With this predicate we turn to the record. Is there any evidence to support the findings set out above? Clearly there is. A co-worker of the deceased testified that the deceased picked up and put into the furnace eight or ten pieces of magnesium which weighed fifty pounds each, that they were heavy, that they weighed collectively in the neighborhood of four to five hundred pounds which Mr. Gray lifted within *90 a period of eight to ten minutes. He further testified that the heat from the furnace when the door was opened would come out and that the temperature in the furnace was around 1350 degrees fahrenheit, and that a person putting eight or ten magnesium sticks into a furnace would be in front of the door where the temperature would be from 1300 to 1400 degrees fahrenheit for a period of eight to ten and possibly fifteen minutes; that Mr. Gray and he put the fluxing pipes in this furnace just before Mr. Gray complained of pains in his arms and went to the first aid station. He died the following day.

Reynolds argues that there is no accident here since no one occurrence can be pinpointed as having caused the attack. Under the law in Alabama it is not essential that an external traumatic injury occur. Pow v. Southern Construction Company, 235 Ala. 580, 180 So. 288. We have stated in several recent cases that where the proximate cause of the plaintiff's injury was the strain or exertion of his work (as distinguished from exposure), a finding by the trial court that the plaintiff had been subjected to unusual strain or over-exertion was not necessary to support a conclusion that the injury was caused by an accident arising out of his employment and compensable under our workmen's compensation statute. Alabama Textile Products Corporation v. Grantham, 263 Ala. 179, 184, 82 So. 2d 204, 208, noted with approval in Southern Cotton Oil Company v. Wynn, 266 Ala. 327, 96 So. 2d 159.

In this last case we stated that:

"`There was no finding by the trial court that the injury was caused by a blow, slip, fall or that it resulted from any unusual strain or exertion. But such findings are not necessary to support the conclusion that an injury of the kind which this plaintiff sustained was caused "by an accident" within the meaning of our workmen's compensation law * * *.'"

See also Davis Lumber Co. v. Self, 263 Ala. 276, 82 So. 2d 291.

This Court has recognized in several cases that heart attacks may be caused by accidents within the meaning of our statute when the employee is shown to have been engaged in strenuous activity connected with his employment prior to or at the time of the fatal attack.
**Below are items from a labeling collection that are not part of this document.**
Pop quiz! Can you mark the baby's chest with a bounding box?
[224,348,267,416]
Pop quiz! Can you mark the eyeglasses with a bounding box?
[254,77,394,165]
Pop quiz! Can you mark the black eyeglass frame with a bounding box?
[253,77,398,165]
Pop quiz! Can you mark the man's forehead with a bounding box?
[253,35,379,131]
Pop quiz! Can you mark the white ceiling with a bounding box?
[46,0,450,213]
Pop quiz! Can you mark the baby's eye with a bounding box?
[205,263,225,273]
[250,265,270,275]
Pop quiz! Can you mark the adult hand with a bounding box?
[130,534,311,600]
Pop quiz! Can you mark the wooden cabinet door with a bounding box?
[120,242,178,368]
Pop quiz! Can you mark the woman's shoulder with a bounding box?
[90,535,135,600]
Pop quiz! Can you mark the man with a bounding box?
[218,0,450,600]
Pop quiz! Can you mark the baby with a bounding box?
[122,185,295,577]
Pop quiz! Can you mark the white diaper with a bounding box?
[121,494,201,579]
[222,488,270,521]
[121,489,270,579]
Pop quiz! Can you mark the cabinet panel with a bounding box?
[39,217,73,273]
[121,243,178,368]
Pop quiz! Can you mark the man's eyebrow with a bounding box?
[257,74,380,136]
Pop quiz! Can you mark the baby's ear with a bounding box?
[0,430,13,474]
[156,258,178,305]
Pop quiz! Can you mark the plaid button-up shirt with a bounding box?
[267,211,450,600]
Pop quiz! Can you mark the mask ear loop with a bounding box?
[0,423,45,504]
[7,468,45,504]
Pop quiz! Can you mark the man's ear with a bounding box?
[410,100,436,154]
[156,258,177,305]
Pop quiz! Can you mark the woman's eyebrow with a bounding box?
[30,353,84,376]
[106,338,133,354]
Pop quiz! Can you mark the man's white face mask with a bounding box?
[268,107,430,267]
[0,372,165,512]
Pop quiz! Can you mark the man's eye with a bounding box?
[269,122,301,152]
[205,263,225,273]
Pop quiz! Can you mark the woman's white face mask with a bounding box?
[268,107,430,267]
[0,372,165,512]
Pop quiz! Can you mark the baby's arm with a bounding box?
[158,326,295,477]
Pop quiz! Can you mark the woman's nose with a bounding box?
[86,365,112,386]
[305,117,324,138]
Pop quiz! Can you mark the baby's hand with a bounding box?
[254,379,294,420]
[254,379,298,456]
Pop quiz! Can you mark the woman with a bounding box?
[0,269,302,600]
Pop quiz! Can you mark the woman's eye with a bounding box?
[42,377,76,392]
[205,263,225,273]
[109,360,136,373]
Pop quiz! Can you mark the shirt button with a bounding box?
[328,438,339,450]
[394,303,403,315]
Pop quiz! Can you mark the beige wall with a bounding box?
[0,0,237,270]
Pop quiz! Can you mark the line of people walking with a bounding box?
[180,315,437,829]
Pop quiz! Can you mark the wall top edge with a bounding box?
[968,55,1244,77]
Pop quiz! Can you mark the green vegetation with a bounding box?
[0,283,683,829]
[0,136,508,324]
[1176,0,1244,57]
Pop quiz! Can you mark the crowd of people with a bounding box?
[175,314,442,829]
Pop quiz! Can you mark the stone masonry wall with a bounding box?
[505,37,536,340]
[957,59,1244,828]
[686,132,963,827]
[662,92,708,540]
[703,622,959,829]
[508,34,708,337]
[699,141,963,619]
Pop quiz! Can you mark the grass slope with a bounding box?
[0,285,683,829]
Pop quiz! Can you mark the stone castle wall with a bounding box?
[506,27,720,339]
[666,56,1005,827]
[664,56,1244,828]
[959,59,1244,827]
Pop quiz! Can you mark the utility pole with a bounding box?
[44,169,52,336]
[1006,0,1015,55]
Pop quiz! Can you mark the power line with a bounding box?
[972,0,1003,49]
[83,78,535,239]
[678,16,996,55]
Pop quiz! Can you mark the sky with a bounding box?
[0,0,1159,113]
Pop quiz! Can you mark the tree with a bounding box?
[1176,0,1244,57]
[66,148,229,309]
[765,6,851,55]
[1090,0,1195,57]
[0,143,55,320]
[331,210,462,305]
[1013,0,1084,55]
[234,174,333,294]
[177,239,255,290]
We have carefully studied the record in this case. We find ample evidence to support the findings made by the trial court. It is undisputed that just prior to the time the decedent first complained of pain in his arms he had been engaged in extremely strenuous work and subjected to extreme temperatures. Medical experts testified that a coronary thrombosis (from which decedent died) could be caused from such exertion. These circumstances, along with the presumption in favor of the court's finding, clearly indicate that the judgment appealed from should be affirmed.

We think the language used in Gulf States Creosoting Company v. Walker, 224 Ala. 104, 139 So. 261, is equally appropriate here:

"If deceased, while engaged in work or heavy lifting, and great strain, with no evidence of chronic cough or other cause of hernia, suddenly develops it in a very acute and painful state, which continues unabated, and he dies the following day, it is not, in our opinion, mere surmise or conjecture to find that his condition was produced by the nature of his work, but that it was so produced is rather a fair, if not conclusive, inference from those circumstances * * *."

This language is equally appropriate regardless of the type of condition causing death. In the above case the decedent had a hernia.

We recognize that the workmen's compensation statute as enacted in this state *91 does not write a life insurance policy covering every employee covered under it, but we think in cases where it is established that the job killed the worker, the legislature intended that his widow and minor children would be compensated.


LIVINGSTON, C. J., and MERRILL and HARWOOD, JJ., concur.